Meet the bladder cancer patient given no hope by her oncologist who achieved complete remission through mistletoe injections. Learn about Joe Tippin, the sole survivor in a lung cancer study who credits mebendazole—an inexpensive anti-parasitic medication—for his recovery. Perhaps most striking is the case of a terminal gallbladder cancer patient told to "get his affairs in order" who showed no evidence of disease after taking ivermectin, mebendazole, and vitamin D3.

While acknowledging the limitations of anecdotal evidence, Dr. Jackson examines emerging clinical data supporting these approaches. The CUSP9 study using nine repurposed drugs showed 30% of glioblastoma patients disease-free after four years—dramatically better than the 5-10% typical with standard care.
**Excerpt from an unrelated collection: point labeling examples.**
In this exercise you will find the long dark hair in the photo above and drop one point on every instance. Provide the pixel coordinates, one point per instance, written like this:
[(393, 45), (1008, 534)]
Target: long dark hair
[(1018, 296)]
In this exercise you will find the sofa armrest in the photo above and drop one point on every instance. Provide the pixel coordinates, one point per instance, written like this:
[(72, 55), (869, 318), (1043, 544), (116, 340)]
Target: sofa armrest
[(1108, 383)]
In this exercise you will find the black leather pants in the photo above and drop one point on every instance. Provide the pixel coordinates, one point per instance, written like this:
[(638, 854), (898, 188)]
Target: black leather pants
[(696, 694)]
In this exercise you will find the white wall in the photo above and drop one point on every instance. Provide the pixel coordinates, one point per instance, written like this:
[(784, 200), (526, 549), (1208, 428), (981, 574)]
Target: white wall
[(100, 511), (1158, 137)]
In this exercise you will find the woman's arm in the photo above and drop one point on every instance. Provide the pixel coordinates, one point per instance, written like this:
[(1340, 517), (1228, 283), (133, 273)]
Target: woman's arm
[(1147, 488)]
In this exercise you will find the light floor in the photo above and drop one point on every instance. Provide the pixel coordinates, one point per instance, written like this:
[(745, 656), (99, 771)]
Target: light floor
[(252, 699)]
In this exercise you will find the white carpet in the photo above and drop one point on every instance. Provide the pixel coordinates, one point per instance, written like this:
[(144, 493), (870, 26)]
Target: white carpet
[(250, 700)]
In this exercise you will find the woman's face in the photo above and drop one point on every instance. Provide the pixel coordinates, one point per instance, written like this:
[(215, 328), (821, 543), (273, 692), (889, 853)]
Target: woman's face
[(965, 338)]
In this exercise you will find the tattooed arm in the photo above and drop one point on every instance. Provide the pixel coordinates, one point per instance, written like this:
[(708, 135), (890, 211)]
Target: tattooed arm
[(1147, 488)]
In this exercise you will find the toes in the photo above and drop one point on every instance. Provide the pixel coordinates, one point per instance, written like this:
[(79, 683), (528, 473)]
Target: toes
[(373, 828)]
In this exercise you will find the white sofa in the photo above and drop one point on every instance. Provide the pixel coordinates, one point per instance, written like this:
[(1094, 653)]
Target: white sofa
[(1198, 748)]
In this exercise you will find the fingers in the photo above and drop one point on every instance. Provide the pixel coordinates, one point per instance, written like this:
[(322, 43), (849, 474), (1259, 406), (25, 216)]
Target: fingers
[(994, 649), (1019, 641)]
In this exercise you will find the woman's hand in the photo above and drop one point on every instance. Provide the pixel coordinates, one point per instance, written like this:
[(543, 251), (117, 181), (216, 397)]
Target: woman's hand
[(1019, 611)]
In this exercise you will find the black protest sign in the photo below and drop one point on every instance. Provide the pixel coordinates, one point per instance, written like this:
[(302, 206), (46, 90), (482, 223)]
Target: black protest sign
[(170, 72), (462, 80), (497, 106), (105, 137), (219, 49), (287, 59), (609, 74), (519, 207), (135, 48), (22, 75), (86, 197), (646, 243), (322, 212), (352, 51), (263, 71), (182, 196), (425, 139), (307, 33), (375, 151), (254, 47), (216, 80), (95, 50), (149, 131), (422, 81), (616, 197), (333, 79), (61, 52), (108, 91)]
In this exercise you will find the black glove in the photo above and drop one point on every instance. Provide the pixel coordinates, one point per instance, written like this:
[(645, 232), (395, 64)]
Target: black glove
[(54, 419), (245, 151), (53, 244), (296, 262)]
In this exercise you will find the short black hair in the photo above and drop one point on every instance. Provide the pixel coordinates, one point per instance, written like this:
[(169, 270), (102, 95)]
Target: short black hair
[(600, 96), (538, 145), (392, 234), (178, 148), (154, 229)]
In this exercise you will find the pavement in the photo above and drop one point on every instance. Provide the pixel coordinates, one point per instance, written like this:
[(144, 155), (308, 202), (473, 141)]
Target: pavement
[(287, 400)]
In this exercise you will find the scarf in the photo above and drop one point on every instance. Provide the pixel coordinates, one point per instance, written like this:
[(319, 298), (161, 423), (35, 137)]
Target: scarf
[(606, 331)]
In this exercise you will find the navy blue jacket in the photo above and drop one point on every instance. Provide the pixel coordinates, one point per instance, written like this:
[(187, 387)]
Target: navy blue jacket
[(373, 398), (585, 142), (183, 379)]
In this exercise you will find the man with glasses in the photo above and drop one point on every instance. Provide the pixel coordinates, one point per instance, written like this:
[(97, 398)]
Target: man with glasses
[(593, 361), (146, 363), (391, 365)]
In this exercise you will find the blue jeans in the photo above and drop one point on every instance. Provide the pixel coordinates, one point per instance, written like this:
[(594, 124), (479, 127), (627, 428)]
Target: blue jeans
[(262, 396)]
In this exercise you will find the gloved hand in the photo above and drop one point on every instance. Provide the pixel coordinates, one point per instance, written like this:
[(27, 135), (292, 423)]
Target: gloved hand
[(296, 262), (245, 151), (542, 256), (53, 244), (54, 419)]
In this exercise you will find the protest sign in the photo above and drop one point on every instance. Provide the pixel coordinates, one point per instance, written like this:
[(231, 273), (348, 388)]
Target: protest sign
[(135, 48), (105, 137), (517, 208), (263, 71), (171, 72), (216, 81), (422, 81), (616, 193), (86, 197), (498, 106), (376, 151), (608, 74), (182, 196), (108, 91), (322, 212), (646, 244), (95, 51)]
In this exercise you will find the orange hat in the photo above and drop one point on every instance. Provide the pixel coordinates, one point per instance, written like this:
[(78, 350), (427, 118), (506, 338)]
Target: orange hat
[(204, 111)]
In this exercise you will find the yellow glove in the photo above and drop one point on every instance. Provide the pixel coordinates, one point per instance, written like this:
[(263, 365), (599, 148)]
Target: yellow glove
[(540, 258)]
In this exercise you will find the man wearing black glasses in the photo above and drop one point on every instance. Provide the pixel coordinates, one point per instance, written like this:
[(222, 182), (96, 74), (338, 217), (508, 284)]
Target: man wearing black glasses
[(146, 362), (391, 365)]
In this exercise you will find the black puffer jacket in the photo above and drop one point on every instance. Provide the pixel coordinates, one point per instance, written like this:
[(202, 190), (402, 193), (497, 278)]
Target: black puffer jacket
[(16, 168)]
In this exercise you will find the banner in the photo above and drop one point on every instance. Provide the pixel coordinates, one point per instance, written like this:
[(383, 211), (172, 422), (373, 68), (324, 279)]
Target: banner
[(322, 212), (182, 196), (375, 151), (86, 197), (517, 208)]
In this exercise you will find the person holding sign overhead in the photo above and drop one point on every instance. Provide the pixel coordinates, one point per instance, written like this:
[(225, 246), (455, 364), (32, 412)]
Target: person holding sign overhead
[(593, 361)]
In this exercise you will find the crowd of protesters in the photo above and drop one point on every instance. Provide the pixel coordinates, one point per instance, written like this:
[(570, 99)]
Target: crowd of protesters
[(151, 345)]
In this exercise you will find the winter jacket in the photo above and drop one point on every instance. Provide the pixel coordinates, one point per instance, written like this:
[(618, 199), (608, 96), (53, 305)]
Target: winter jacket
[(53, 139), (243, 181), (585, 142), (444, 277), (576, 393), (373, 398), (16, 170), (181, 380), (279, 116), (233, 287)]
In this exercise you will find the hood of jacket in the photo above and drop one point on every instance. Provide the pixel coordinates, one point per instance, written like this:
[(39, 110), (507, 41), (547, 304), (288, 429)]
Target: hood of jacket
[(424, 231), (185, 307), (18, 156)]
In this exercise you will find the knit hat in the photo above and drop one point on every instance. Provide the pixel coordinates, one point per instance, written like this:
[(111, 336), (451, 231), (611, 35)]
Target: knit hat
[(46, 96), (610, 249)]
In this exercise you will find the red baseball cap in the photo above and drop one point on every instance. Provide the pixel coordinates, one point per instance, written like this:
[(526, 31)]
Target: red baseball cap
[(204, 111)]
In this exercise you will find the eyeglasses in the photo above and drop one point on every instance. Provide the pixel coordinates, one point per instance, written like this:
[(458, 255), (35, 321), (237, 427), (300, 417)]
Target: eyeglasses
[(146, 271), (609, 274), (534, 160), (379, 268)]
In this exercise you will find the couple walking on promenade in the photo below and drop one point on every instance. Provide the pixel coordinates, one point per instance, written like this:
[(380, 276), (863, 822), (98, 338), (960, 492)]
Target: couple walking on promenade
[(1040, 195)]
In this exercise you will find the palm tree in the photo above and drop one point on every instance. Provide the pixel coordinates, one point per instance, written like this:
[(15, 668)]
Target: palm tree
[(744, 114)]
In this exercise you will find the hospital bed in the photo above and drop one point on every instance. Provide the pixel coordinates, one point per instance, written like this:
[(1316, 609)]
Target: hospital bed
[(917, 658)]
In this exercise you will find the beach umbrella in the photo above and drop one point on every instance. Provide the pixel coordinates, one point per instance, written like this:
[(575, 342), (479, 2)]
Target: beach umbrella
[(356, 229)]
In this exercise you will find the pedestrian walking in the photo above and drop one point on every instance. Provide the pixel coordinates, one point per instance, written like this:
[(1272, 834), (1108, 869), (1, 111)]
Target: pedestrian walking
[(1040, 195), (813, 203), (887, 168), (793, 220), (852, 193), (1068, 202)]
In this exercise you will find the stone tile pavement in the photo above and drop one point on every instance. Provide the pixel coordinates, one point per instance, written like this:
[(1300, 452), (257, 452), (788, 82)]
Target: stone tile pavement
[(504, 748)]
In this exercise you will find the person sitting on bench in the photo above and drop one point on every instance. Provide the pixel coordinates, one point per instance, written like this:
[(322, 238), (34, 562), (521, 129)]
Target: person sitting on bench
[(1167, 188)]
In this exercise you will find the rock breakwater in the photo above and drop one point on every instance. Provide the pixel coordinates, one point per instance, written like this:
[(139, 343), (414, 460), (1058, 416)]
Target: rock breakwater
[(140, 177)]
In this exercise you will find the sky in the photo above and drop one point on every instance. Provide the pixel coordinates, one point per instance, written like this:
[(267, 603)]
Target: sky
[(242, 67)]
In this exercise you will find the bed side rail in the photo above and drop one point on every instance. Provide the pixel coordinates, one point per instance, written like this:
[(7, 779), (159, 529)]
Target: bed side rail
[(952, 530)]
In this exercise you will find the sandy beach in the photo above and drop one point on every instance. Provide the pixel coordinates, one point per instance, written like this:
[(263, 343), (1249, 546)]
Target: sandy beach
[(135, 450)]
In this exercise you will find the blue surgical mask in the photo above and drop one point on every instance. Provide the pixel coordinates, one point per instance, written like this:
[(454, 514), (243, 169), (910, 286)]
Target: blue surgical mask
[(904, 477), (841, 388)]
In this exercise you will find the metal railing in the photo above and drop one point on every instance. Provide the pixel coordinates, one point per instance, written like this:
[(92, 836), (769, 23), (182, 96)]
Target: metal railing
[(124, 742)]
The METRICS study achieved 64% two-year survival in advanced glioblastoma using four common medications repurposed for cancer treatment.

Dr. Jackson doesn't just talk the talk. When facing a suspected kidney cancer diagnosis himself, he immediately started taking mebendazole while awaiting surgery. "What have you got to lose?" he asks, noting these medications provide an affordable margin of safety alongside conventional treatments.

Are pharmaceutical companies avoiding research into these approaches because there's no profit in off-patent medications? Why aren't more oncologists exploring these options? Listen now to this thought-provoking episode that might just change how you think about cancer treatment options.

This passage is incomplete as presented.